Son action – qui se circonscrit à l’application du droit communautaire des aides d’État – n’est malheureusement pas complétée par l’adoption de législations européennes suffisamment ambitieuses pour supprimer les échappatoires fiscaux et assurer la transparence. La faute essentiellement aux États-Membres qui – pays du Benelux en tête – n’hésitent pas à freiner au maximum toute possibilité d’avancée dans ce domaine.

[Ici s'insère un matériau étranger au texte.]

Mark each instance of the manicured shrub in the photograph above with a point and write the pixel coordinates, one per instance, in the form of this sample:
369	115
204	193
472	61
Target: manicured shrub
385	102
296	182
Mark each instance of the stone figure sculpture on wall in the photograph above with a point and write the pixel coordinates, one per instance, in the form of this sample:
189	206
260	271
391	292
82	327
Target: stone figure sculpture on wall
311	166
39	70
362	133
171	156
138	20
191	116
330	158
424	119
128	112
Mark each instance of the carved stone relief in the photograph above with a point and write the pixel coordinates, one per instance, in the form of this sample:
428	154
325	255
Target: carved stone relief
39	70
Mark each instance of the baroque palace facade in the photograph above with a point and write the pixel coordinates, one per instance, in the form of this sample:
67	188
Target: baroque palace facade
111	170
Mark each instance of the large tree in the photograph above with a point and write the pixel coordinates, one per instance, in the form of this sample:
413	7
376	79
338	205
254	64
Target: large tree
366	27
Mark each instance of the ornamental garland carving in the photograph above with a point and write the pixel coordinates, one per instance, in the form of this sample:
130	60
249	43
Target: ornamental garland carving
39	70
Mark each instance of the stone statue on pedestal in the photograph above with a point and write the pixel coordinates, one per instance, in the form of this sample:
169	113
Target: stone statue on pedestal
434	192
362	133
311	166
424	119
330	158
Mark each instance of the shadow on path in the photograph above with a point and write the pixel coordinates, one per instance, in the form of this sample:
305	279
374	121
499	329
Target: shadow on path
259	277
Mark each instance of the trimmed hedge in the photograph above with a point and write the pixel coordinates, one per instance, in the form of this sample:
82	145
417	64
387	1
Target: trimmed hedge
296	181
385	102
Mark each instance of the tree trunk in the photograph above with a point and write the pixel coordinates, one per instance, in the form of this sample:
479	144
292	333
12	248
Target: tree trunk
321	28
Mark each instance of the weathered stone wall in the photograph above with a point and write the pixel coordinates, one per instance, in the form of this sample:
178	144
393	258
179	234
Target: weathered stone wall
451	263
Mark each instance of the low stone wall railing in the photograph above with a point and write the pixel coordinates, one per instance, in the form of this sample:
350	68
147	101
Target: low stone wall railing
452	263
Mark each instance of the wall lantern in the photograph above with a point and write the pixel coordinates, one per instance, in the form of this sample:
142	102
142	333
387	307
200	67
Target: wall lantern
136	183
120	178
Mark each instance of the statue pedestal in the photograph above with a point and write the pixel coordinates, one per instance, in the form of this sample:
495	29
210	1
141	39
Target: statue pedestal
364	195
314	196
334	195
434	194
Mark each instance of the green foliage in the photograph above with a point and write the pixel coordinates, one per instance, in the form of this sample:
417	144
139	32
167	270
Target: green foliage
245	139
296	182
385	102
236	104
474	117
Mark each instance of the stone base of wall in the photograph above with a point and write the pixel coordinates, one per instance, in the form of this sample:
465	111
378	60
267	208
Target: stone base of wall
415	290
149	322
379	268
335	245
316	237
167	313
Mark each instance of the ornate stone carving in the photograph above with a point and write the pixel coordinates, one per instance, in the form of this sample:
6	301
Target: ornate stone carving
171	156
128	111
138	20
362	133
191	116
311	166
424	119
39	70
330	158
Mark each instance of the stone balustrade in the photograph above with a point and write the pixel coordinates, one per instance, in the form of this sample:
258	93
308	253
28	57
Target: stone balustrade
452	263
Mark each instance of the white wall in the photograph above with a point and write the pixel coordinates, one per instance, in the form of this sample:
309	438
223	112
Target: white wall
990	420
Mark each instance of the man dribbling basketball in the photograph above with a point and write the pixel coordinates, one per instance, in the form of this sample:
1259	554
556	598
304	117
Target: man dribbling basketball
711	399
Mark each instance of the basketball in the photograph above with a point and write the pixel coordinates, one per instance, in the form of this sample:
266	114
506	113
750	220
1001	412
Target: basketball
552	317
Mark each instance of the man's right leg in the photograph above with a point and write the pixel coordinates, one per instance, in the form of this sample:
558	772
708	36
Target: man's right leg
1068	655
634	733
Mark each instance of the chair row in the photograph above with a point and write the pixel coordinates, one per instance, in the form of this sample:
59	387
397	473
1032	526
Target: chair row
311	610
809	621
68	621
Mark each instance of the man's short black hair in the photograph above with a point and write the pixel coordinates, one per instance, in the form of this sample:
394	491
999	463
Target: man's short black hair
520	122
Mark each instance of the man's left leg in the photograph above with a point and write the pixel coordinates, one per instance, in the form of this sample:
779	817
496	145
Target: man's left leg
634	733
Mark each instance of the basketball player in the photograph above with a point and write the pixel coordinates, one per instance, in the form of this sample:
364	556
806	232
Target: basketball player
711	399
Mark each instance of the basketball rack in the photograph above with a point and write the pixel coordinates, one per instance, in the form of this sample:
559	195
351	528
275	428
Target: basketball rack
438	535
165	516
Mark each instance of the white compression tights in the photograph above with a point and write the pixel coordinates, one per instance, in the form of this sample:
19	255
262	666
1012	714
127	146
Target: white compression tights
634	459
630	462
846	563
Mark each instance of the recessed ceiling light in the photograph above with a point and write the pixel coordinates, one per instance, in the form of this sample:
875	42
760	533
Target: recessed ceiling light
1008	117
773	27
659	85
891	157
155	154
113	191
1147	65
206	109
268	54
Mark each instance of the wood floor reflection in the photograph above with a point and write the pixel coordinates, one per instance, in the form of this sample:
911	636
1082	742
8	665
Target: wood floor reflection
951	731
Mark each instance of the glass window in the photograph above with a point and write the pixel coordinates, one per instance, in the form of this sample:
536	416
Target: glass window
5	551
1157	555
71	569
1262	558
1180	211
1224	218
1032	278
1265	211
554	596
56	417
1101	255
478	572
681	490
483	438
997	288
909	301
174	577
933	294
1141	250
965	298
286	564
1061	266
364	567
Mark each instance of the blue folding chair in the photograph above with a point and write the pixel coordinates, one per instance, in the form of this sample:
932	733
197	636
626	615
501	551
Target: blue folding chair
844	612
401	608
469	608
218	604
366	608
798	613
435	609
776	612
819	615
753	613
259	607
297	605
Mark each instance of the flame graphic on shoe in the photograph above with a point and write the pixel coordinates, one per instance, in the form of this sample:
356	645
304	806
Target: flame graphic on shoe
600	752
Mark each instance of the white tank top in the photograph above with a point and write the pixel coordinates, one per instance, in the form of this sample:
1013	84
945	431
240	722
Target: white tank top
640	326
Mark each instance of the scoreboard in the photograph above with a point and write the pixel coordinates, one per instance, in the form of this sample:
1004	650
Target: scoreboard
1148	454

Dans l’immédiat, il serait pourtant vital de mettre en place un registre public des bénéficiaires réels des sociétés et des trusts. Une telle mesure serait d’autant plus nécessaire que les nouveaux documents dévoilés hier soir ne révèlent que rarement l’identité réelle des actionnaires et des bénéficiaires effectifs de ces sociétés. Ceux-ci sont en effet souvent différents des administrateurs qui figurent dans le registre du commerce, qui peuvent être utilisés comme simples prête-noms.
Dans le même ordre d’idée, il est plus que temps d’obliger les entreprises multinationales à rendre publics leurs profits pays par pays, afin de s’assurer que les impôts soient payés là où les bénéfices sont générés.
Si nos décideurs européens venaient cependant à préférer le statu quo à la transparence dans ces deux domaines, le projet européen continuerait inexorablement sa lente agonie.